Solar power could help bring down energy costs, Spencer, says, but is not a panacea. “Large scale farms will have solar on each roof. To give you an idea, it might support 10 to 15% of our needs.”

Millett concedes that energy cost is a key consideration. “It’s about minimising the amount of energy that goes into a lettuce or bunch of basil. It’s optimising the lights … only with the intensity and colour spectrum that they need.”

Other drawbacks of vertical farming include the use of synthetic fertilisers, which either come from energy intensive processes or are mined, Van Ogtrop says.
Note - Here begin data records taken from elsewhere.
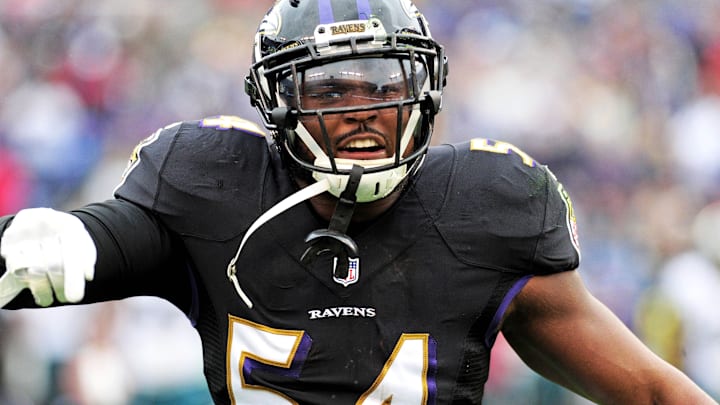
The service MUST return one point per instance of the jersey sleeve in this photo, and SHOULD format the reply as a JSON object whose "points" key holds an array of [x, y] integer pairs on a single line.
{"points": [[558, 245], [141, 180], [506, 211], [137, 256]]}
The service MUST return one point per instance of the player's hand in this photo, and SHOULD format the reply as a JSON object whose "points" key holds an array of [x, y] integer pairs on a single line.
{"points": [[49, 252]]}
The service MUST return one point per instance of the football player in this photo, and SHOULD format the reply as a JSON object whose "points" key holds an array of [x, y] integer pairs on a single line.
{"points": [[341, 259]]}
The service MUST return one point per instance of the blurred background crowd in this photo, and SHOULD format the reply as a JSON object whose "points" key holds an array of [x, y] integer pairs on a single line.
{"points": [[620, 98]]}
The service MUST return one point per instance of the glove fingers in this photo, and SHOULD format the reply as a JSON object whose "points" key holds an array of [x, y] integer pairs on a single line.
{"points": [[41, 290], [10, 287], [51, 270]]}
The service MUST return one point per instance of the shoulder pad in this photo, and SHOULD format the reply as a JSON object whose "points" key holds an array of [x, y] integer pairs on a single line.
{"points": [[504, 148], [226, 122]]}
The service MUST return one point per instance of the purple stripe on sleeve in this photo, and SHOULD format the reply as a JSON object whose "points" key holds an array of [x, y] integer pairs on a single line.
{"points": [[495, 323], [325, 12], [364, 9]]}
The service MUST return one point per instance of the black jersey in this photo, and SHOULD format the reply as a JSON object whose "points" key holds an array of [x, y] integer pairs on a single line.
{"points": [[415, 318]]}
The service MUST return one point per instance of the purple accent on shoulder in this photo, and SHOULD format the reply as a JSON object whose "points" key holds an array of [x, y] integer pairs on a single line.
{"points": [[432, 371], [494, 326], [325, 12], [364, 10]]}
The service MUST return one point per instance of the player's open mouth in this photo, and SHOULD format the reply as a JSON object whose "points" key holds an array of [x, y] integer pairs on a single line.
{"points": [[362, 148]]}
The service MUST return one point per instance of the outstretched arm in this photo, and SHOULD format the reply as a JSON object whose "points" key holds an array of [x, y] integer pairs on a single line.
{"points": [[136, 255], [564, 333]]}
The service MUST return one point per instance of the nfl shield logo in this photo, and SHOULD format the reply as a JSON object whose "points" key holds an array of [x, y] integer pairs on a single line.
{"points": [[353, 272]]}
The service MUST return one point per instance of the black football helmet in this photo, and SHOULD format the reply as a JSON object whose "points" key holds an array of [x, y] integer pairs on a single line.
{"points": [[303, 44]]}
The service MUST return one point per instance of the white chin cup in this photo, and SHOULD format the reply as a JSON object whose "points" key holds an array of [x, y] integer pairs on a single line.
{"points": [[372, 187]]}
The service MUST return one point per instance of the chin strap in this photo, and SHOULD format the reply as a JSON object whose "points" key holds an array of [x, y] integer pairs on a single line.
{"points": [[290, 201], [334, 240]]}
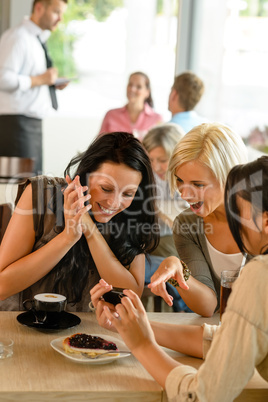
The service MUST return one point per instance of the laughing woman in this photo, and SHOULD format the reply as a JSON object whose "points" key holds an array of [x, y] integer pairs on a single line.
{"points": [[232, 350], [57, 241], [198, 169]]}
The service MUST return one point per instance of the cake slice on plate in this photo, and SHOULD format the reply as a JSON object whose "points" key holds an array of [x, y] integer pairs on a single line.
{"points": [[90, 345]]}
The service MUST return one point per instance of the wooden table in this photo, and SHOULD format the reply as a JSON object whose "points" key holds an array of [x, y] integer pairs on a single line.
{"points": [[37, 373]]}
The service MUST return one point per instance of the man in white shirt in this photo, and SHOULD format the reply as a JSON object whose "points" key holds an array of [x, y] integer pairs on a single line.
{"points": [[27, 81], [186, 92]]}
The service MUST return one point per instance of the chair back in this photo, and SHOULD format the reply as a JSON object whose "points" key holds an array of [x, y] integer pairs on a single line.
{"points": [[15, 169], [5, 215]]}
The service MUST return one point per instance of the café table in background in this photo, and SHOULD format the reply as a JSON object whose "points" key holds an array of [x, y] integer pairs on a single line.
{"points": [[37, 373]]}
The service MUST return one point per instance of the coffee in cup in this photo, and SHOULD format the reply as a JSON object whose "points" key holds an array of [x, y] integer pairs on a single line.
{"points": [[46, 307]]}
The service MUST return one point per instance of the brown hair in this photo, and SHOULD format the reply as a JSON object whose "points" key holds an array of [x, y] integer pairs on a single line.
{"points": [[190, 88]]}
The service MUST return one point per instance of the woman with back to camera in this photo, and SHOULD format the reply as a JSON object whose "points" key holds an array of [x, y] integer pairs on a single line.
{"points": [[63, 246], [198, 169], [160, 142], [232, 350], [137, 116]]}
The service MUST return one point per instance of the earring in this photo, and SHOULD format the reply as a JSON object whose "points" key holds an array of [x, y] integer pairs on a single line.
{"points": [[264, 249]]}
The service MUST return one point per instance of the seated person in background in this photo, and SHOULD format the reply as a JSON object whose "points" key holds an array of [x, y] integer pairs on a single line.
{"points": [[198, 169], [232, 350], [186, 92], [138, 116], [160, 142], [57, 242]]}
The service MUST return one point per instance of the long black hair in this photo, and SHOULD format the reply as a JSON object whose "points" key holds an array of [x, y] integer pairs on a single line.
{"points": [[129, 233], [250, 182]]}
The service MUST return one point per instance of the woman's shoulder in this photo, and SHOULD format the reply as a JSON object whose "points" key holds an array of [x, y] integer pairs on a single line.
{"points": [[187, 216], [188, 224]]}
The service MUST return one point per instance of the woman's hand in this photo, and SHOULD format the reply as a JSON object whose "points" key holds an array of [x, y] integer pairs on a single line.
{"points": [[171, 267], [131, 322], [74, 208], [96, 294]]}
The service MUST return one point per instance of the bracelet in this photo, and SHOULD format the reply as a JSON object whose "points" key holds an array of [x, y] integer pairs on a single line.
{"points": [[91, 307], [186, 274]]}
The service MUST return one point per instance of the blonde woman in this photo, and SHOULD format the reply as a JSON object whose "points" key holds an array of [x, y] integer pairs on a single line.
{"points": [[198, 169]]}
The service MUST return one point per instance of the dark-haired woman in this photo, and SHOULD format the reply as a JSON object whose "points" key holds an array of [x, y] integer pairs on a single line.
{"points": [[137, 116], [233, 350], [66, 234]]}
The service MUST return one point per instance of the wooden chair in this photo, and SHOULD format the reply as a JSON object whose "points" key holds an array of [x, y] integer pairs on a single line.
{"points": [[5, 215], [157, 300], [14, 169]]}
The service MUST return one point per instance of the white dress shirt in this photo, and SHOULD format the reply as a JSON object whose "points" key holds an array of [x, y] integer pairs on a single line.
{"points": [[234, 349], [22, 56]]}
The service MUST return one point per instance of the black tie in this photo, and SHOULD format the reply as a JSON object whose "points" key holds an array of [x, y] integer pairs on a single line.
{"points": [[52, 89]]}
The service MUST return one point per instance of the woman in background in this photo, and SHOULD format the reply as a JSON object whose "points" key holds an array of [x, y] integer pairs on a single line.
{"points": [[137, 116], [160, 142]]}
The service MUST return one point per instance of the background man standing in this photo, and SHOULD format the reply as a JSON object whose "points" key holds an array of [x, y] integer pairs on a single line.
{"points": [[27, 81], [186, 92]]}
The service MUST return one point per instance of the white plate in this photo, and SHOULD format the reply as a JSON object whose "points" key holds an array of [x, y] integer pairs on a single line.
{"points": [[58, 346]]}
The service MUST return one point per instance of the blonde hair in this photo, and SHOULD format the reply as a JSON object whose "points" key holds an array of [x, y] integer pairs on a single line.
{"points": [[163, 135], [212, 144]]}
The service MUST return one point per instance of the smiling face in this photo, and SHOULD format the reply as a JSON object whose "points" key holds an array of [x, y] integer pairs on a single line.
{"points": [[112, 188], [159, 161], [51, 14], [199, 187], [137, 91]]}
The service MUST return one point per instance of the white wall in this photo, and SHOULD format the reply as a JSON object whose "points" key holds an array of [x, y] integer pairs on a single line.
{"points": [[64, 138], [18, 9]]}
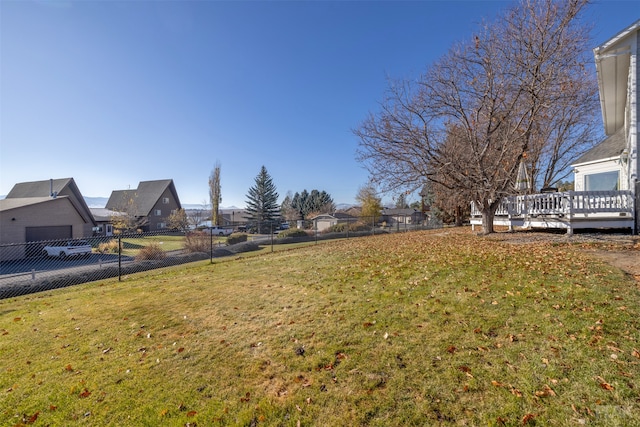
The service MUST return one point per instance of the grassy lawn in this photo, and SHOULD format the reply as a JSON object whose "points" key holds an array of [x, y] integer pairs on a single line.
{"points": [[425, 328]]}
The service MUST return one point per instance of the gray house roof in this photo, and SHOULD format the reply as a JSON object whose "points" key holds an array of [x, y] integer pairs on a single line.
{"points": [[26, 193], [146, 196], [612, 146]]}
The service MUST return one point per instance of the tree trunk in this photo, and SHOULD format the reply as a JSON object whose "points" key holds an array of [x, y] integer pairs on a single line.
{"points": [[458, 216], [488, 214]]}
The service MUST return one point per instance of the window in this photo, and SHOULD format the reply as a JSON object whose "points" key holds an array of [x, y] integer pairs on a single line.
{"points": [[604, 181]]}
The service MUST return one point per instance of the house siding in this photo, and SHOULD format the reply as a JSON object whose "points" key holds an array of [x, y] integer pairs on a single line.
{"points": [[165, 210]]}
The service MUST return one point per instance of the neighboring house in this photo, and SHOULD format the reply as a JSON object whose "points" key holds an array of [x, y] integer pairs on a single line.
{"points": [[607, 190], [151, 203], [402, 216], [233, 217], [325, 221], [43, 210], [104, 218]]}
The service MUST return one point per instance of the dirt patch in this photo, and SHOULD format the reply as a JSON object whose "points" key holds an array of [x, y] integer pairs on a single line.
{"points": [[620, 250]]}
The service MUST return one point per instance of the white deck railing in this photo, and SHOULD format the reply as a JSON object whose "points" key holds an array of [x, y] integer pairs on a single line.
{"points": [[565, 204]]}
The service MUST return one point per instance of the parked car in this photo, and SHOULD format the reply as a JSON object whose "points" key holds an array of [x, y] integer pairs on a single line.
{"points": [[68, 248]]}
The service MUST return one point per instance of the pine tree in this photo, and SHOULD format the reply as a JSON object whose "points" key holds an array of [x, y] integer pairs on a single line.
{"points": [[262, 201]]}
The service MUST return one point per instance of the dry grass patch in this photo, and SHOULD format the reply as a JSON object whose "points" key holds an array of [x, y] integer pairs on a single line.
{"points": [[411, 329]]}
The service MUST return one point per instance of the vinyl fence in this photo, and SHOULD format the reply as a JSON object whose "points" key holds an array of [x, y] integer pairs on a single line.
{"points": [[39, 266]]}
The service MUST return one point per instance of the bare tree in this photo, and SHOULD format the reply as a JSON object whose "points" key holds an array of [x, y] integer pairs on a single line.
{"points": [[215, 194], [471, 117]]}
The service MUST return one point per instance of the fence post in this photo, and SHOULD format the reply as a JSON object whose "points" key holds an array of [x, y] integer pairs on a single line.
{"points": [[119, 258]]}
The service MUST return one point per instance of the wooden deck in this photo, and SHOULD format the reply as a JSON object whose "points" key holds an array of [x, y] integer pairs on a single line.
{"points": [[565, 210]]}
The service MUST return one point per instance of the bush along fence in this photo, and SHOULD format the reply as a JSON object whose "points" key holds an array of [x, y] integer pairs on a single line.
{"points": [[38, 266]]}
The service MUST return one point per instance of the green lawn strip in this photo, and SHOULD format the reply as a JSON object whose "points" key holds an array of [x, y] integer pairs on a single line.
{"points": [[413, 329]]}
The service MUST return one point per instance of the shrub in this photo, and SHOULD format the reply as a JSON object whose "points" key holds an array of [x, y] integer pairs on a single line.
{"points": [[292, 232], [197, 241], [108, 247], [151, 251], [236, 238]]}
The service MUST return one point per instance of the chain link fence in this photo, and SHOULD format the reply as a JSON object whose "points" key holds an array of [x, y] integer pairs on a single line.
{"points": [[38, 266]]}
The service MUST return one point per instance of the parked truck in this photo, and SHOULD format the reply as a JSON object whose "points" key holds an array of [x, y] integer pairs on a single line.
{"points": [[219, 231]]}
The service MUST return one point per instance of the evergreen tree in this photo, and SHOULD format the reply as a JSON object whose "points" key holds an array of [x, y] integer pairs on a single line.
{"points": [[262, 201], [316, 202]]}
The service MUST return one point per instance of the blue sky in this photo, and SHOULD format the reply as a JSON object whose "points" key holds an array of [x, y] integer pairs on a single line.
{"points": [[116, 92]]}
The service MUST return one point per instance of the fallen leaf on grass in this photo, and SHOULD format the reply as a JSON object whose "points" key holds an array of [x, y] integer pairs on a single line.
{"points": [[545, 392], [606, 386]]}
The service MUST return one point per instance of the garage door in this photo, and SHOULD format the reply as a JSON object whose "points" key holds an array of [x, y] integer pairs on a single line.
{"points": [[40, 234]]}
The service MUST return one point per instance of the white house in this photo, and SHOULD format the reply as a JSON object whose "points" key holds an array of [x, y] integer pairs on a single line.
{"points": [[614, 163]]}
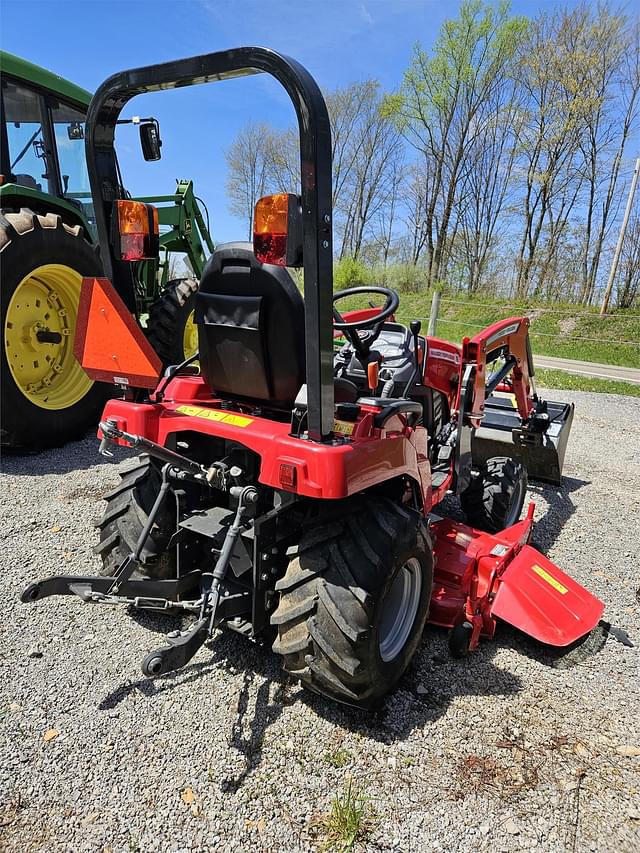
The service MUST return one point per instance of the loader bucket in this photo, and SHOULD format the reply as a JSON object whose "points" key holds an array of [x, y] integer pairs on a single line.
{"points": [[501, 434], [539, 599]]}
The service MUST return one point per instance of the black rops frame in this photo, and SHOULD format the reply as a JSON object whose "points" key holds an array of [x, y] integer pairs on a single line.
{"points": [[315, 169]]}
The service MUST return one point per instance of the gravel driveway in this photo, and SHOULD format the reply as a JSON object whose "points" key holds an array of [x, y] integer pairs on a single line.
{"points": [[497, 752]]}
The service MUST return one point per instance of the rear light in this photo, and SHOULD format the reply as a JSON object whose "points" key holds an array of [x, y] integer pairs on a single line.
{"points": [[288, 476], [277, 230], [137, 230]]}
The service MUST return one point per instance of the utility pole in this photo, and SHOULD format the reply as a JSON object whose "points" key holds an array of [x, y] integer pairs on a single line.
{"points": [[435, 308], [623, 228]]}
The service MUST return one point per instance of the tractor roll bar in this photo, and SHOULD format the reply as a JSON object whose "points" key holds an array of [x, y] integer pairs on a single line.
{"points": [[315, 170]]}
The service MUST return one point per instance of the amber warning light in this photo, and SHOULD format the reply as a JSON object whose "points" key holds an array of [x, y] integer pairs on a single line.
{"points": [[137, 230], [277, 230]]}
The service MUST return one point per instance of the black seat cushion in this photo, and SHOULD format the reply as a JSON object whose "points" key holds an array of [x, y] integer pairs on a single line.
{"points": [[250, 320]]}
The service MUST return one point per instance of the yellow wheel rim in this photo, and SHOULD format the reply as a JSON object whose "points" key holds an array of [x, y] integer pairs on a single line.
{"points": [[38, 338], [190, 337]]}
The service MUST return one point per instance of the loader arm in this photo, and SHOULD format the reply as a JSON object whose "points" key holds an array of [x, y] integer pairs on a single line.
{"points": [[524, 426], [508, 339]]}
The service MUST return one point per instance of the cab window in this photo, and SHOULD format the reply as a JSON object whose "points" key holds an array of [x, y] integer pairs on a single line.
{"points": [[68, 131], [29, 162]]}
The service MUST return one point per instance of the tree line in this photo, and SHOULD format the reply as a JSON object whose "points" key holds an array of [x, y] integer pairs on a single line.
{"points": [[498, 166]]}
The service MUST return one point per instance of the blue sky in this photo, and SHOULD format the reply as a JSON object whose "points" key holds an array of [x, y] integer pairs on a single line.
{"points": [[339, 41]]}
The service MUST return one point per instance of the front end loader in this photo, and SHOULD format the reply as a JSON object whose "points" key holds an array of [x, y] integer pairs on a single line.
{"points": [[291, 491]]}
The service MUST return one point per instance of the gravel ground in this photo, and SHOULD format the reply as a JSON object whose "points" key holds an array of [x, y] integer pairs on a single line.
{"points": [[499, 752]]}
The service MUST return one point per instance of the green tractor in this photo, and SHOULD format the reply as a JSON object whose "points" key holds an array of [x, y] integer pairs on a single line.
{"points": [[48, 242]]}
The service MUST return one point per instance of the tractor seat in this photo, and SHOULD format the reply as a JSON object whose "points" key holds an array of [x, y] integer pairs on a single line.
{"points": [[250, 320]]}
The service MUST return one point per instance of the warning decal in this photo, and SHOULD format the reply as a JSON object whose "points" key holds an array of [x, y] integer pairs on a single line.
{"points": [[550, 579]]}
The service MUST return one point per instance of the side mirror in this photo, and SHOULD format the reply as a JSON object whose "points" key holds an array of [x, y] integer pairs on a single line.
{"points": [[277, 230], [75, 130], [150, 140]]}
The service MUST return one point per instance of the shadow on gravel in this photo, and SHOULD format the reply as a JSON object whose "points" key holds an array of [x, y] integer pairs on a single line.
{"points": [[425, 692], [560, 508], [254, 715], [73, 456]]}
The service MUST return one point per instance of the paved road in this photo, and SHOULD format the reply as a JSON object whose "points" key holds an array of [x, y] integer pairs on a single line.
{"points": [[587, 368]]}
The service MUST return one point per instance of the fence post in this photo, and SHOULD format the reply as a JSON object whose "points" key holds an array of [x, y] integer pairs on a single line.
{"points": [[623, 228], [435, 308]]}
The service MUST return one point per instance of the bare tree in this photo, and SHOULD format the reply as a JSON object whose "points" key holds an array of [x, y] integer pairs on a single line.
{"points": [[439, 104], [628, 289], [249, 168], [487, 180]]}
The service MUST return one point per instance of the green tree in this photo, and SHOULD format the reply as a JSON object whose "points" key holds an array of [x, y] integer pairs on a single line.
{"points": [[439, 105]]}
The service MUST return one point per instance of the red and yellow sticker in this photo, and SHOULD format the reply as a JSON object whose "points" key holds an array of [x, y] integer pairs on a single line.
{"points": [[343, 427], [215, 415], [550, 579]]}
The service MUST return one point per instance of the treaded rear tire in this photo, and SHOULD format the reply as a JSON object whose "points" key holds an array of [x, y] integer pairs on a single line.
{"points": [[331, 600], [494, 499], [29, 240], [126, 513], [168, 317]]}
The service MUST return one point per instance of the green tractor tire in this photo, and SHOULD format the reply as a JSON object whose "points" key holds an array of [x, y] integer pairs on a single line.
{"points": [[171, 329], [47, 398]]}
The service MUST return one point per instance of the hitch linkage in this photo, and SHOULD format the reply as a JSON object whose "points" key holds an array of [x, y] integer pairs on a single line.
{"points": [[123, 589], [184, 644]]}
Though there is interest in recycling nutrients from sources like food waste, such processes are still in their early days.

Van Ogtrop adds that the growth materials used, such as coconut coir, rockwool, peat moss and perlite, “are often not sourced sustainably or ethically and may have downstream environmental or health impacts”.

And there is also the risk of pests ruining a crop, Millett says, adding that one benefit of the InvertiCube’s modular set-up – each has walls and glass doors – means it has greater resistance to pests than other forms of vertical farming.

Ultimately, Stacked Farm wants to fill supply chain shortages rather than do away with outdoor fields. “We’re not here to displace traditional farming,” Spencer says.

Van Ogtrop agrees with Spencer, believing that, “Vertical farming is not going to replace broad-acre farming for growing our grains and legumes.”

“Much of our fruit and veg will still be grown under the sun and in soil, which is why it is super important that we invest in sustainable agriculture and do all we can to mitigate climate change.”